The reason for the discrepancy between dag.sachs and dag.iamb is apparent from a graphical exploratory analysis of the data.

plot of chunk sachs-continuous-diagnostic-plots
plot of chunk sachs-continuous-diagnostic-plots

Firstly, the empirical distributions of the molecules' concentrations are markedly different from a normal distribution. As an example, we plotted the distributions of Mek, P38, PIP2 and PIP3 above. All are strongly skewed, because concentrations are positive numbers but a lot of them are small, and therefore cluster around zero. As a result, the variables are not symmetric and clearly violate the distributional assumptions underlying GBNs. Secondly, the dependence relationships in the data are not always linear; this is the case, as shown in Figure , for PKA and PKC. Most conditional independence tests and network scores designed to capture linear relationships have very low power in detecting nonlinear ones. In turn, structure learning algorithms using such statistics are not able to correctly learn the arcs in the DAG.

Since we have concluded that GBNs are not appropriate for these data, we must now consider some alternative parametric assumptions. One possibility could be to explore monotone transformations like the logarithm. Another possibility would be to specify an appropriate conditional distribution for each variable, thus obtaining a hybrid network like those we explored in Chapter. However, this approach requires substantial prior knowledge on the signalling pathways, which may or may not be available. In the case of Sachs et al., such information was indeed available from the literature. However, the aim of the analysis was to use BNs as an automated probabilistic method to verify such information, not to build a BN with prior information and use it as an expert system.

Consequently, Sachs et al. decided to discretise the data and to model them with a discrete BN, which can accommodate skewness and nonlinear relationships at the cost of losing the ordering information. Since the variables in the BN represent concentration levels, it is intuitively appealing to discretise them into three levels corresponding to low, average and high concentrations.

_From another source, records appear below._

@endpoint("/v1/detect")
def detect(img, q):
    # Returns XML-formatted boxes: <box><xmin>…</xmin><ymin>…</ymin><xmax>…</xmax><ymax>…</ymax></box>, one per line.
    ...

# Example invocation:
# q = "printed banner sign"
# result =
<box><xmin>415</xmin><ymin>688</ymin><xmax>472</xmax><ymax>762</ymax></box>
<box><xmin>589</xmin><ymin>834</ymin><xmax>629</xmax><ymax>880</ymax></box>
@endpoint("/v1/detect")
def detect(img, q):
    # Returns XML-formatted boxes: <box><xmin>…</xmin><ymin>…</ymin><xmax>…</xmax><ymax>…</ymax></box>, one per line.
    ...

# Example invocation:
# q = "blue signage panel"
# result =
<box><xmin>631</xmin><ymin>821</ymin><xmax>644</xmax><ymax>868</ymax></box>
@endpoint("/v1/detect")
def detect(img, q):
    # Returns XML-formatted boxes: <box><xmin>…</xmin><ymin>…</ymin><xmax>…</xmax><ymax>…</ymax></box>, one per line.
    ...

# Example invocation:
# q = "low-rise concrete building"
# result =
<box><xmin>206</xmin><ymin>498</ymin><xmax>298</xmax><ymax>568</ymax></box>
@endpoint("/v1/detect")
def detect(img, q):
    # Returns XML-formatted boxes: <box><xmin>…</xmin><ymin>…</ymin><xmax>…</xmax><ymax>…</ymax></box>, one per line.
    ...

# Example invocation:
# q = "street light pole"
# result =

To that end, we can use the discretize() function in bnlearn, which implements three common discretisation methods:

  • quantile discretisation: each variable is discretised independently into k intervals delimited by its 0, 1/k, 2/k, ..., (k-1)/k, 1 empirical quantiles;
  • interval discretisation: each variable is discretised independently into k equally-spaced intervals;
  • information-preserving discretisation: variables are jointly discretised while preserving as much of the pairwise mutual information between the variables as possible.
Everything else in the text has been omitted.